The Canterbury rebuild is also proving problematic, and that is a major driver of economic growth. The estimate of the damage has risen to $25b. The cost of fixed capital investment in repairs is $30b - the Government's share is $13b.

But the Treasury says "resource constraints in the wider economy" means it is expecting only just over half the rebuild will happen by 2017. Most of the residential rebuild - equal to about 1 per cent of gross domestic product - will be completed by then, hitting its peak in 2015 and 2016. The bulk of the infrastructure rebuild will be finished by 2017.

But only $3b of the commercial and social investment is expected to be complete by then, suggesting roughly four-fifths of the commercial and social investment will still be outstanding in 4 1/2 years - a sobering thought for the Christchurch CBD.

All of which adds up to a problem for the Government and a big political call.

At what point does the electorate's willingness to blame the global economy over the Government start to falter? How much patience is there among those Christchurch voters who swung behind the Government in 2011? When will voters in general tire of simply hunkering down for the long haul - the Kiwi "resilience" that Mr English is fond of praising - and start looking for a way out of grumpy growth?
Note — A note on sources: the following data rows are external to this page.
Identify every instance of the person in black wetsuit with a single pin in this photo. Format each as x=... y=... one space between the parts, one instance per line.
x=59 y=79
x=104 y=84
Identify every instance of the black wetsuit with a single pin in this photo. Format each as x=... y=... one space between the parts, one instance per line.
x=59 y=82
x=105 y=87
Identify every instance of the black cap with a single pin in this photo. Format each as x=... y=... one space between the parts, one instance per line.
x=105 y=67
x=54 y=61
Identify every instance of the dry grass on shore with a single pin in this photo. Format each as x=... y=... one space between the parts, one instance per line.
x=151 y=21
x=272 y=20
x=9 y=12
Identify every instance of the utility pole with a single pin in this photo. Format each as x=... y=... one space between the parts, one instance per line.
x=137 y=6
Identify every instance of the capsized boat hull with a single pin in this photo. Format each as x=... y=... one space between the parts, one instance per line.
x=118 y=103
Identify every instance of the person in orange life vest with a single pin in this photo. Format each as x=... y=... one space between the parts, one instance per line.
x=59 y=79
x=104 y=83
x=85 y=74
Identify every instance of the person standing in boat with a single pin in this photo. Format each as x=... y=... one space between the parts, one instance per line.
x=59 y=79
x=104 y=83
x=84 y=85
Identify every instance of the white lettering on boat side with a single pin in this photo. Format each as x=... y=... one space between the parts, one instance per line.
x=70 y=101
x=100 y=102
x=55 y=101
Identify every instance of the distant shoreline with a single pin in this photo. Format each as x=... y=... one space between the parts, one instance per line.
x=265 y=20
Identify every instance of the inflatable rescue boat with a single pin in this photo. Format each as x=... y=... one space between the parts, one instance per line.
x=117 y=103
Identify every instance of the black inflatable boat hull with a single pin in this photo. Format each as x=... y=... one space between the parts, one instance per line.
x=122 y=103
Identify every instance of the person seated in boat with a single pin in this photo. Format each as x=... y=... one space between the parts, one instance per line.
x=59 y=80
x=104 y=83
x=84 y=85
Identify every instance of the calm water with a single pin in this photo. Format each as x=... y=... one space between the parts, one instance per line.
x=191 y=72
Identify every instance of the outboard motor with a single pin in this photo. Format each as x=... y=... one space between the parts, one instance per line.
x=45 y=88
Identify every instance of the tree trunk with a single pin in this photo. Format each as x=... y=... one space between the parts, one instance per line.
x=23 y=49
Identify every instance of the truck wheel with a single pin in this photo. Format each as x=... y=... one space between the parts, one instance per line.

Especially if the Government starts paring back its $800m allowance for new spending as it contemplates a decade of restraint.
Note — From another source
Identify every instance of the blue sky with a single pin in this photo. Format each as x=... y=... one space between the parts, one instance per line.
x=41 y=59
This week Mr English was still beating the drum for "sensible responsible policy" in contrast to the "untried economic experiments" of the Opposition. But while the 2014-15 Budget surplus has attracted all the media focus, for obvious reasons, there are precious few signs that the Government is delivering on its aim to "rebalance towards international sectors of the economy".

The current account balance - the sum of New Zealand's transactions with the world - is forecast to steadily rise towards $16.3b by 2017, lifting from about 5 per cent of GDP now to 6.5 per cent in four years' time.
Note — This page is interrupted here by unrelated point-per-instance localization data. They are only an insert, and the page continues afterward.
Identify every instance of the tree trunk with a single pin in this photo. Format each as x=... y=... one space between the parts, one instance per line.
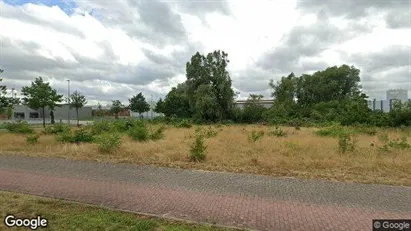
x=78 y=122
x=44 y=118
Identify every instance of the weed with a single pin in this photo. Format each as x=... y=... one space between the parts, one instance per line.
x=254 y=136
x=82 y=136
x=399 y=143
x=56 y=129
x=184 y=124
x=21 y=127
x=65 y=137
x=139 y=133
x=158 y=134
x=108 y=142
x=366 y=130
x=210 y=132
x=333 y=131
x=101 y=127
x=277 y=132
x=346 y=143
x=198 y=148
x=32 y=139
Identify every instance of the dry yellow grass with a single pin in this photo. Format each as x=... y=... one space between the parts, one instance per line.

Former prime minister Sir Robert Muldoon used to say the average voter wouldn't know a deficit if they tripped over it. That has certainly changed, but is probably still true of the current account.

It has long been the Achilles heel of the New Zealand economy, especially since the global financial crisis.

It is watched far more intently by the rating agencies and foreign lenders than if the Government achieves a surplus. And it will take a lot more to fix that than an eleventh hour tax tweak by the transport minister.